Non, je ne me suis pas trouvé très fort, mais c'était agréable de rencontrer Pierre Granier-Deferre ou encore Jacques Doillon puis de faire un film avec Jane Birkin dans la montagne (Comédie! 1987). On était isolés tous les trois, avec les techniciens, on n'a vu personne pendant deux mois. C'était intéressant, tout ça, mais en même temps, je voyais Michel Piccoli qui était mon idole absolue et puis les autres, et je me disais que je ne serai jamais à leur hauteur donc, j'ai arrêté.
"Quand j'ai fait du cinéma, c'était vraiment une petite parenthèse enchantée."
Alain Souchonà franceinfo
Avez-vous douté quand on vous l'a proposé ?

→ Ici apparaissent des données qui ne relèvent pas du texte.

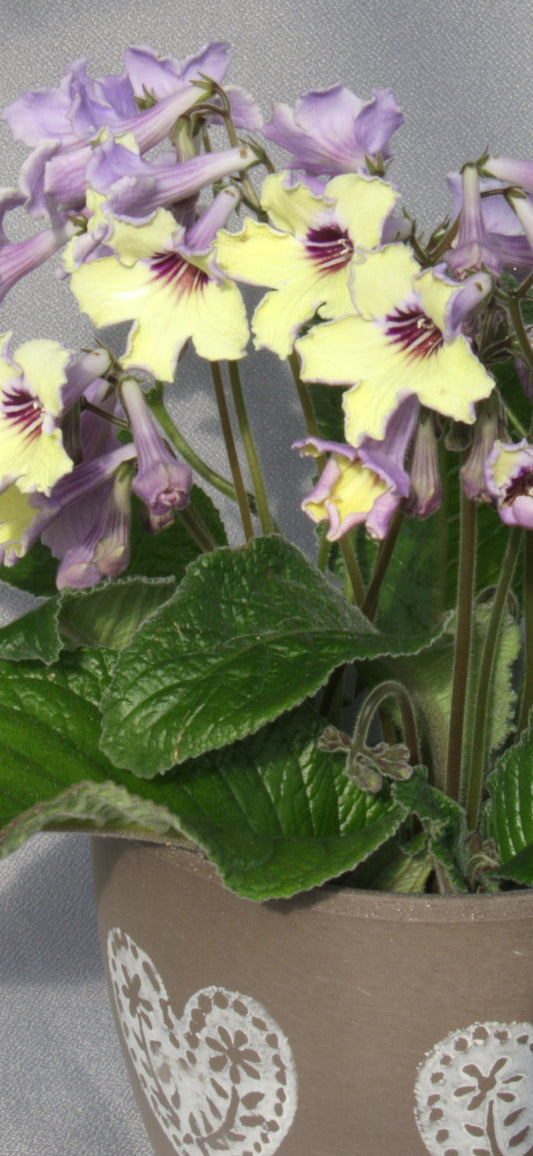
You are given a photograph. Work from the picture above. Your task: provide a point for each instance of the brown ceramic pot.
(339, 1023)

J'étais comme une midinette ! On m'a demandé : "Vous ne voulez pas faire du cinéma ?", j'ai dit : Oh si ! Mais après c'est un métier. Et puis, j'avais mon métier d'auteur-compositeur qui prend beaucoup de temps et qui prend la tête et je n'avais pas envie de mélanger les deux. Ça m'allait mieux d'écrire mes chansons dans ma chambre et de les chanter, plutôt que d'être acteur.

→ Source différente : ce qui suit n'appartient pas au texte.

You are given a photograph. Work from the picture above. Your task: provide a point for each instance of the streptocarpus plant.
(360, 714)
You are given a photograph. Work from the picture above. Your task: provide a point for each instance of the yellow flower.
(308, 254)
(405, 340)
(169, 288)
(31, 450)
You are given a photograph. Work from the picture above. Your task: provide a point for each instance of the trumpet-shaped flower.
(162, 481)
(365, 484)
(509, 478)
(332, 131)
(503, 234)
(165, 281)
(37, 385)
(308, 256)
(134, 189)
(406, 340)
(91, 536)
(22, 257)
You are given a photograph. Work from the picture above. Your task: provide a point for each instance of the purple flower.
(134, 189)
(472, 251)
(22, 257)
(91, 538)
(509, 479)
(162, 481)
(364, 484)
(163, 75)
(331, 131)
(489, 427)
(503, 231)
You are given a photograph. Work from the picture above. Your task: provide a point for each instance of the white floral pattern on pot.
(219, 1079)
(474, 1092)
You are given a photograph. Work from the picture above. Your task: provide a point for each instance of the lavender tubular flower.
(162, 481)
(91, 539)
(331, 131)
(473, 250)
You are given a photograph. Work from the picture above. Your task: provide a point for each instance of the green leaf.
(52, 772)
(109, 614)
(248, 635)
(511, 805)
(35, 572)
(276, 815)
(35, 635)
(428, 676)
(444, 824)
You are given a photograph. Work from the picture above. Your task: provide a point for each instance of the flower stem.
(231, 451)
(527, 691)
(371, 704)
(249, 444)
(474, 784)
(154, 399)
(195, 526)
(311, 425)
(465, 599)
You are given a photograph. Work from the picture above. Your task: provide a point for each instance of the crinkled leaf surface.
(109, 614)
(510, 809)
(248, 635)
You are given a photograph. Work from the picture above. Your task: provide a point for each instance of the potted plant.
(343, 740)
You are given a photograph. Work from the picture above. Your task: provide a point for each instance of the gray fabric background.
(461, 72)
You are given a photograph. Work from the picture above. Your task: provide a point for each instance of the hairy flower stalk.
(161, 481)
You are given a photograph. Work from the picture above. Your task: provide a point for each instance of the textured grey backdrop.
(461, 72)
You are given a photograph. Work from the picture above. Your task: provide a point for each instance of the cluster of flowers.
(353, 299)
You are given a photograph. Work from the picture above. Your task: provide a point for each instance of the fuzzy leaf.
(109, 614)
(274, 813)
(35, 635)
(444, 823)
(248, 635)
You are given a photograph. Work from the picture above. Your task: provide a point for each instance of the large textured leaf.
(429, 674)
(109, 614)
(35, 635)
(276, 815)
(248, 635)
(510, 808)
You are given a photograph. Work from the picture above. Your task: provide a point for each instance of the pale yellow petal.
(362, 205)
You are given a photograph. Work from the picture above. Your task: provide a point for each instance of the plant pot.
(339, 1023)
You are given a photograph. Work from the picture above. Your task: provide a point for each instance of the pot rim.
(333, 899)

En 1985, sort l'album, C'est comme vous voulez. C'est un changement radical, avec aussi la fameuse Ballade de Jim, une chanson qui raconte l'histoire de Jimmy, qui se retrouve perdu, pleure, se saoule et tente de se suicider. Vous vouliez rappeler l'importance de garder confiance en soi ?
C'est marrant parce que cette chanson, on a eu énormément de mal à la faire. Laurent changeait la musique constamment. Il arrivait le matin et me disait : "Tu sais, j'ai changé", alors, je rétorquais : Alors, il faut changer les paroles ! "Oh oui!" Ça a duré peut-être pendant 15 jours ! Il changeait tout le temps, ça n'allait jamais, mes paroles étaient cucul puis, au bout d'un moment, ça a pris forme. Et puis, il y a cette histoire de road-movie, celle de ce garçon qui part, qui est malheureux, qui se saoule en conduisant sa voiture et qui s'envole. C'était surtout le désespoir de l'amour qui peut amener à faire des folies, l'amour ça rend dingo.
En 1988, sort l'album Ultra moderne Solitude avec le titre : Quand j'serai K.O.
C'est un moment où ça a un petit peu basculé dans ma tête, mais je ne sais pas l'expliquer. C'était un moment agréable, un changement.
Vous avez toujours aimé les changements, repousser un peu les limites.
Un petit peu, mais on est tous un peu pareils. On essaie d'aller un peu plus loin. Les poètes font ça, ils vont loin jusqu'à ce qu'on comprenne à peine ce qu'ils racontent. Dans la chanson, ce n'est pas la même chose parce qu'il faut que tout le monde comprenne assez rapidement. C'est un exercice de style qui est aussi sympa, celui de suggérer, que ce soit un peu élégant et en même temps très compréhensible.
Quand on évoque Alain Souchon, on pense immédiatement à Foule sentimentale.
Mes chansons sont des photos. Je regarde le monde et puis je décris. Et quand on regarde la folie d'acheter, de croire que le bonheur réside dans le fait d'avoir plein de choses comme de belles bagnoles et bien, si votre fiancée s'en va, vous pouvez toujours avoir trois Ferrari, vous êtes foutu.
"Il y a des choses primordiales et tout le clinquant s'évanouit vite comme de la poussière qui tombe. 'Foule sentimentale' dit un peu ça."
Alain Souchonà franceinfo
C'est quoi votre essentiel alors ?
De ne pas mourir tout de suite et puis que ma femme ne s'en aille pas avec Laurent Voulzy, que mes petits-enfants fassent des belles études, des choses comme ça.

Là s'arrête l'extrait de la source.